In a previous article, the various types of business entities were broadly discussed. This is the first article focusing on a single, specific type of entity, and this one is perhaps the simplest to structure and operate. Simplicity, though, should not be the sole determinative factor. When you are starting a business, there are numerous other factors that a business owner must consider, including potential liability and tax implications.
Generally, a sole proprietorship does not require any formal action to form. As the name implies, the business owner is the sole/only owner of the business. While the business owner is still required to obtain necessary licenses and permits depending on the type of business being operated, there may be no filing requirements with the Secretary of State. This simplicity in formation and inexpensiveness is perhaps the greatest advantage of starting a sole proprietorship.

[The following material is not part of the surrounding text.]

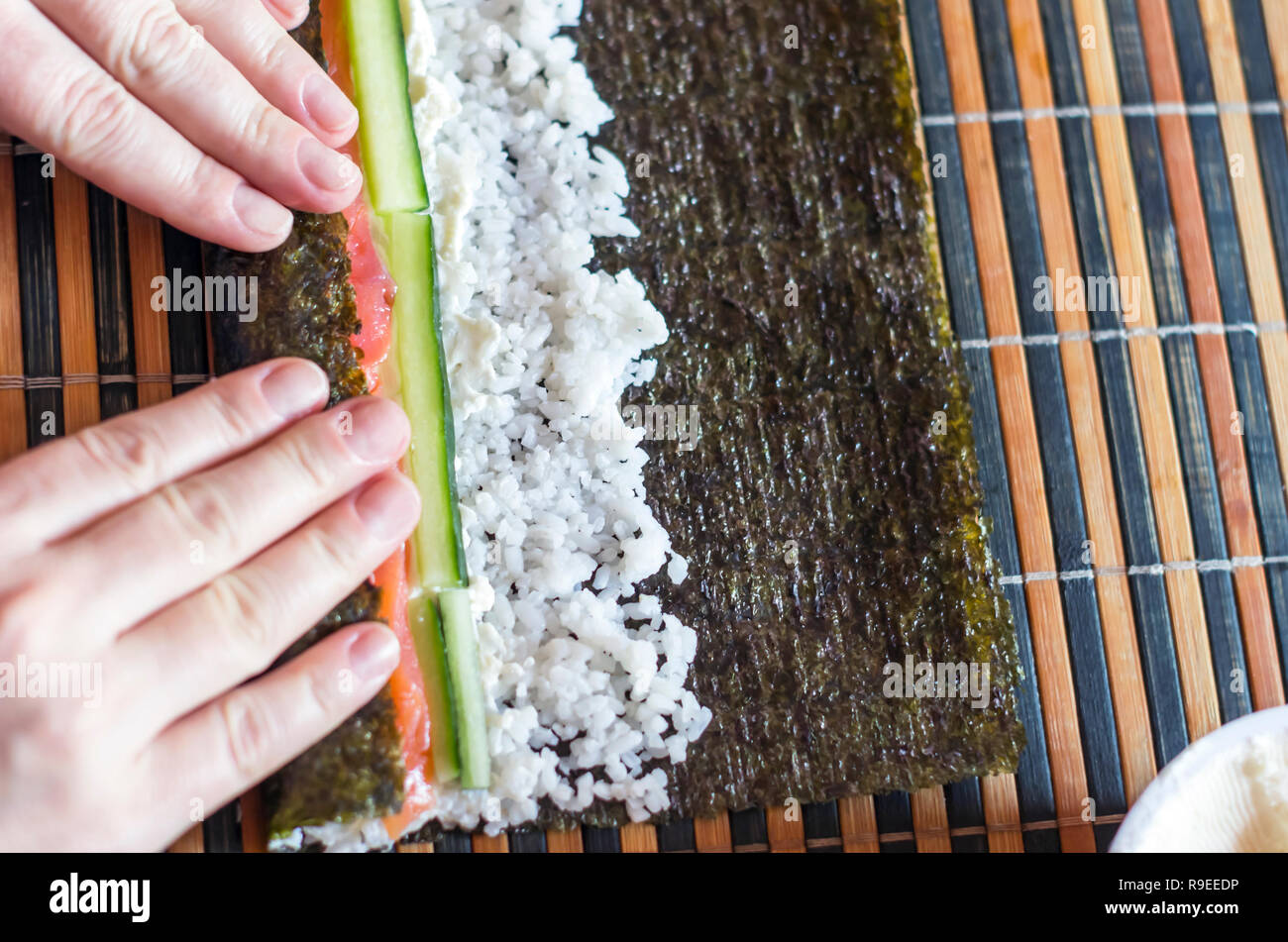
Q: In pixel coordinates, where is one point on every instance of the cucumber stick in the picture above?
(390, 157)
(438, 607)
(441, 613)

The only filing that may be required is if the owner chooses to operate the business under any name other than the individual’s name. If that is the case, then a filing is required with the Secretary of State for an “Assumed Business Name.” For example, if John Doe decides to operate a sole proprietorship, but wants to operate it as “John Doe’s Cleaning,” then the owner must file for an Assumed Business Name with the Secretary of State.
Continuing the pattern, tax preparation is made simple. A sole proprietorship is taxed on the personal income tax return of the owner; this is “pass-through” taxation, which is a type of taxation business owners should understand, as it is used in numerous other forms of businesses. With “pass-through” taxation, the profits and losses from the business are reported on a Schedule C, which is attached to the owner’s personal tax returns. Essentially, if the business operations result in a net profits or losses, those profits or losses are included in the income of the owner’s tax returns.

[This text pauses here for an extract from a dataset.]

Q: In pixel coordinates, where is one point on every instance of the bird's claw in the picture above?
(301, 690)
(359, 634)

While the formation is simple, it does not come without a downside. A sole proprietorship also comes with unlimited personal liability for the owner; there is no legal separation between the owner and the business as there would be with a corporation or an LLC. If a person has a claim against the business, the owner can be held personally liable.
If you believe you want to start a business and think a sole proprietorship is your best and most suitable option, you should consult with an attorney to determine whether there is a different option that might be more appropriate.